Johnson & Johnson (NYSE:JNJ) on Wednesday issued sales and profit guidance for the current year that came in ahead of Wall Street expectations, even as the healthcare group prepares for a financial impact of “hundreds of millions” of dollars tied to a recent U.S. drug pricing agreement.
Earlier this month, J&J agreed to cut prices on certain medicines for American patients in exchange for exemptions from broad U.S. tariffs, joining several other large pharmaceutical companies in similar deals. Lowering drug prices has been a key policy objective for U.S. President Donald Trump, with the issue gaining prominence ahead of the November midterm elections.
In comments to Reuters, J&J Chief Financial Officer Joseph Wolk said the company could not disclose full details of the agreement, but noted that the negative earnings impact would be in the “hundreds of millions of dollars.” Wolk added that it was a “credit” to the Johnson & Johnson team that the company’s 2026 outlook still exceeded analyst expectations despite the drag from the pricing deal.
For the year ahead, Johnson & Johnson said it expects sales of between $100 billion and $101 billion, comfortably above the Bloomberg consensus estimate of $98.88 billion. Full-year earnings are forecast at $11.43 to $11.63 per share, compared with market expectations of $11.45.
Shares in the company, which have risen more than 47% over the past 12 months, edged lower in U.S. premarket trading following the update.

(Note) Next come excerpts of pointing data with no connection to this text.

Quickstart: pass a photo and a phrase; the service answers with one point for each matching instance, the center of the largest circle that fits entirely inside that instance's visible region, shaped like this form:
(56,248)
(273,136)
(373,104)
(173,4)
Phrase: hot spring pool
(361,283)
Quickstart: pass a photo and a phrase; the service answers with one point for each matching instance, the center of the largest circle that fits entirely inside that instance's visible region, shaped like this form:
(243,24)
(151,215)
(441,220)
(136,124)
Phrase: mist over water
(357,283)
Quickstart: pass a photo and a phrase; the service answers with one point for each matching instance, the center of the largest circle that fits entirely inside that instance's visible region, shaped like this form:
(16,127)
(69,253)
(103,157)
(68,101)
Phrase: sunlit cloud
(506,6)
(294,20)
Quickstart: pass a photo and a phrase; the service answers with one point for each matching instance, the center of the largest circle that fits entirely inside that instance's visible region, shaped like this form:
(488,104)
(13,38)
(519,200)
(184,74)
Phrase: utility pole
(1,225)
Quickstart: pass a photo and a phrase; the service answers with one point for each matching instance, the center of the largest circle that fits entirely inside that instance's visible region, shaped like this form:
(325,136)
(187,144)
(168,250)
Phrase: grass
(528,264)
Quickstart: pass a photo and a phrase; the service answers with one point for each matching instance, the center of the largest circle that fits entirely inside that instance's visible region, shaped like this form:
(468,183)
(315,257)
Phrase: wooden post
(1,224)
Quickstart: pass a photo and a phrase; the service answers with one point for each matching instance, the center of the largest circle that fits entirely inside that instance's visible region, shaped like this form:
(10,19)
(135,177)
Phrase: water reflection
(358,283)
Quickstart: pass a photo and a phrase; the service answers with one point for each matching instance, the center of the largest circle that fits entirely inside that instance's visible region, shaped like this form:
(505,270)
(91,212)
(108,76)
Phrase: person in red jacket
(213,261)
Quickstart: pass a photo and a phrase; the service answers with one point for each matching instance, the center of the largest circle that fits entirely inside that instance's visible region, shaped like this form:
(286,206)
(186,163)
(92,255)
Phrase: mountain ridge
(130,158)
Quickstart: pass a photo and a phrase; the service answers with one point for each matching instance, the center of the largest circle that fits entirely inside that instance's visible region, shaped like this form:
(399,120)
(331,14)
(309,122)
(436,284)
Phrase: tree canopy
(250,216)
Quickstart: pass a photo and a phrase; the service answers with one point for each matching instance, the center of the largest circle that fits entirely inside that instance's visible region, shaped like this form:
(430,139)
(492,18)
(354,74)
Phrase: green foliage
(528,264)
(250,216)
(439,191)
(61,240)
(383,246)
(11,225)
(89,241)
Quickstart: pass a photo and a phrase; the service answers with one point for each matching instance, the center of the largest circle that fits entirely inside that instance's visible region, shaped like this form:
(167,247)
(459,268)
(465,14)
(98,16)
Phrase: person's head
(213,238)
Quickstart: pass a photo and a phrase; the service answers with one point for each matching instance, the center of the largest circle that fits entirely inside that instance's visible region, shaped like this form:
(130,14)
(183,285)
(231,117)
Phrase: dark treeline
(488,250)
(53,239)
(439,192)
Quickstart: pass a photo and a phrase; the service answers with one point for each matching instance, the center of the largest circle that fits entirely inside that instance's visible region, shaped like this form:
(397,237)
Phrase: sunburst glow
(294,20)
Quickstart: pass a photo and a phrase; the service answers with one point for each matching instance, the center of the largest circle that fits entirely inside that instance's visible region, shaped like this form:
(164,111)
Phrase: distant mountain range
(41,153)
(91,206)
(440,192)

Looking back at the most recent quarter, Johnson & Johnson reported fourth-quarter sales of $24.56 billion, up 9.1% from a year earlier and ahead of analysts’ forecasts of $24.15 billion. Growth was supported by strong demand for medical technology equipment and a 27% jump in sales of its Darzalex blood cancer treatment.
Adjusted earnings per share came in at $2.46, well above expectations of $2.04, despite weaker sales of the psoriasis drug Stelara, which has faced increasing competition from biosimilar alternatives.